# newbie is building a dining table



## bobbydacron (Jul 8, 2012)

So I thought it was going to be all sooooo easy and now I am wigging out. I am building a very wide table 45" (and a bit) x96", yeah I am getting ready to invite the whole neighbourhood for thanksgiving this year. I am using 8/4" x 2" x 8" rough hewn white pine to get rustic look to it. I figured glue the sides, perhaps add some biscuits, use 3 clamps going across and then sand and stain as required. 

Boy, was I wrong. So now I am wigging out...the first thing is that the 48" clamps are not wide enough, and trawling the internet has become even more confusing. 

I definitely need any advice anyone can give me. My 3 clamps dont fit and I can't figure out if I even need to add the biscuits.


----------



## firemedic (Dec 26, 2010)

Welcome, being you are pretty new to the forum.


I'm headed for the bed - but rest assured that I'll help you in the morning.


----------



## Steve Neul (Sep 2, 2011)

You might post a sketch of what you are building so everyone will be on the same page. Normally when someone makes a table top 45"x96" they run the wood lengthwise so your 48" clamps would work. Anyway if you go to a plumbing supply you could pick up 3 pieces of 3/4" black pipe 10' to make pipe clamps long enough to make a glue up that long. Then later you could cut them in two and it would give you the pipes for 6 clamps. My opinion of biscuits is they add strength to the joint but they are so small it adds a very small strength to the joint. A spline joint would be more effective.


----------



## MissionIsMyMission (Apr 3, 2012)

Just make some clamp extensions from some scrap 2x material and some deck screws...









I agree that Splines would be the way to go for alignment and strength.
Pics of the project would help a lot too!!!


----------



## bobbydacron (Jul 8, 2012)

*Thanks everyone, here are my pictures*

Again, i appreciate everyones help here, hopefully I am not trying anyone's patience. I have probably bitten off a bit too much...but hey I've done worse things that mess up a few planks of wood.


----------



## Steve Neul (Sep 2, 2011)

Your not trying anyones patience. We would like you to get all the information you need and you've only bitten off too much if you give up. 

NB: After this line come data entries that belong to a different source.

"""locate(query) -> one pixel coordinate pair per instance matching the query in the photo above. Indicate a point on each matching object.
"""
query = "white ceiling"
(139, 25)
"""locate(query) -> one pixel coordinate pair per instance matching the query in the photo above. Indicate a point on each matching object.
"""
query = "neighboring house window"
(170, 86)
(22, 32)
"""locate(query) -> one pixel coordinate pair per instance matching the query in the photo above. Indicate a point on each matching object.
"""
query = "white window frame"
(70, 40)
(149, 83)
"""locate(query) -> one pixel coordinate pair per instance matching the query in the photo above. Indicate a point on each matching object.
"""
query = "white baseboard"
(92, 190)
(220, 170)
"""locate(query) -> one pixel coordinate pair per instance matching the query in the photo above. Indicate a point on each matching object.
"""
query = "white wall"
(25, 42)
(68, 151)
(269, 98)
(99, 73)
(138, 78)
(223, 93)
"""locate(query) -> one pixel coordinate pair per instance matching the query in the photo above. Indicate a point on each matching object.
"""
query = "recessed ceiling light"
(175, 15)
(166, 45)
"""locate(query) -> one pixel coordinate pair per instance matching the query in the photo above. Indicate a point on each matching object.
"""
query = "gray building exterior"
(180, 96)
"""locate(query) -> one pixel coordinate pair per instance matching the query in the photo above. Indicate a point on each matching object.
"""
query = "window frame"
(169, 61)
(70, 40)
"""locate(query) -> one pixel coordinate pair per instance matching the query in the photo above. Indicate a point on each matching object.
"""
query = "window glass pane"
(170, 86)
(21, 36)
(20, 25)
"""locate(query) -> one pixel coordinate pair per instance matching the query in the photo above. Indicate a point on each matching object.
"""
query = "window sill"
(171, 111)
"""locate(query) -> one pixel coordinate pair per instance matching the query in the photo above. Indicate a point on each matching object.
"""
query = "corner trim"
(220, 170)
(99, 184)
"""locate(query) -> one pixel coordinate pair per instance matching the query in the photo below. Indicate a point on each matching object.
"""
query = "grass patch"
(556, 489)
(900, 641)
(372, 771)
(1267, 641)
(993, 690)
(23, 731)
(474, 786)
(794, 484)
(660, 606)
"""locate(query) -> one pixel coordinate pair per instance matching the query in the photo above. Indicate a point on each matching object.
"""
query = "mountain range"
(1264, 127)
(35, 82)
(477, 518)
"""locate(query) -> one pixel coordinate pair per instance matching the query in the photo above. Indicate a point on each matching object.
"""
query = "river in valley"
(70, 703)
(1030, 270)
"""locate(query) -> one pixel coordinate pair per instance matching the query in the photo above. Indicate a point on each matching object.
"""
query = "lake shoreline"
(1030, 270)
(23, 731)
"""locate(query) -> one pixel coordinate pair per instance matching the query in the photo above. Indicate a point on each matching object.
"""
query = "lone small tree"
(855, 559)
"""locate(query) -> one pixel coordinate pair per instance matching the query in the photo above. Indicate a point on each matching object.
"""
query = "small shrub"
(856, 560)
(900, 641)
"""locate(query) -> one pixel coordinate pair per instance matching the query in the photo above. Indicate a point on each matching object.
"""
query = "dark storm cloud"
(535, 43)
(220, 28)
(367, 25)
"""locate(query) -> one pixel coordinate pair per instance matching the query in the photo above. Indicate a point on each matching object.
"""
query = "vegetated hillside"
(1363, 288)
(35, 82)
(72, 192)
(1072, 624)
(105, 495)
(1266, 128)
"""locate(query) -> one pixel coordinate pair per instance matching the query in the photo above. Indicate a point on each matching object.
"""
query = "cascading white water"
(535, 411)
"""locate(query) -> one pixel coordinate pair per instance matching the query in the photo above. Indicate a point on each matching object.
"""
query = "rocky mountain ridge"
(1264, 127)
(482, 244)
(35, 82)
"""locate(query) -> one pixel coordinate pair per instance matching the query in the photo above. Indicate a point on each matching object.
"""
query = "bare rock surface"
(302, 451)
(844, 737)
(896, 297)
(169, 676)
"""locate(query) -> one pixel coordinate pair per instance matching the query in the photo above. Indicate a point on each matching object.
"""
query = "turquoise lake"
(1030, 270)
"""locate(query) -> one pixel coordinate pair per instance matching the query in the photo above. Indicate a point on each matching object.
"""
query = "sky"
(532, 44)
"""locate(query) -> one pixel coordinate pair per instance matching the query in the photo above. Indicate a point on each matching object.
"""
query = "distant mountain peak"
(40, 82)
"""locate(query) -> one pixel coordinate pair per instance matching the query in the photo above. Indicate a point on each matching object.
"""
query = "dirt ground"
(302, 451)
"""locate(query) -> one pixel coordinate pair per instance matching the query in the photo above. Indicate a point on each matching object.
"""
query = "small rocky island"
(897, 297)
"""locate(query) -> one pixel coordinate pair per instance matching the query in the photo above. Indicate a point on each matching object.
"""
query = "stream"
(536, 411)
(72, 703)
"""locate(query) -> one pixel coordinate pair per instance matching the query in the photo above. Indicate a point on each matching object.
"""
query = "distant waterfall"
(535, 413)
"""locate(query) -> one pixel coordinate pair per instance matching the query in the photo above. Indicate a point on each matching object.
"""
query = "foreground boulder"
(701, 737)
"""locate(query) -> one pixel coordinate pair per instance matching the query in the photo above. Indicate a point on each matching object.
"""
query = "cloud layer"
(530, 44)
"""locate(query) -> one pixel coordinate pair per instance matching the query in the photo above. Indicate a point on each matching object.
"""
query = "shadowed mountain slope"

To me it looks like you need to true up the joints. The glue joints need to fit tight without clamps. I'm wondering if you have a jointer to straighten the wood for the glue up. This would be very helpful. If not and you have a table saw you could attach a straightedge to the wood and trim them straight. I see you are using bar clamps. You might consider making the top a little smaller or purchase some pipe clamps. With pipe clamps you can make them up to 10' long.


----------



## bobbydacron (Jul 8, 2012)

Thanks Steve for the kind words. The mill cut each piece to be straight, so i do feel relatively good about that. Unfortunately, as you can tell by my garage, I dont have a jointer or a table saw. The bar clamps are about 1/4" too narrow, even though they are 48" the internal measurement is only 44 3/4" (as Seinfeld would say....Newman!!!). I am going to explore getting pipe tomorrow, again I am new at this so I'm blundering through. Do you think that I need to do spline joints or could I get away with not doing that?


----------



## firemedic (Dec 26, 2010)

"The mill cut them straight"... while I appreciate what you are saying, that's never really "straight" once you bring that into the furniture world. 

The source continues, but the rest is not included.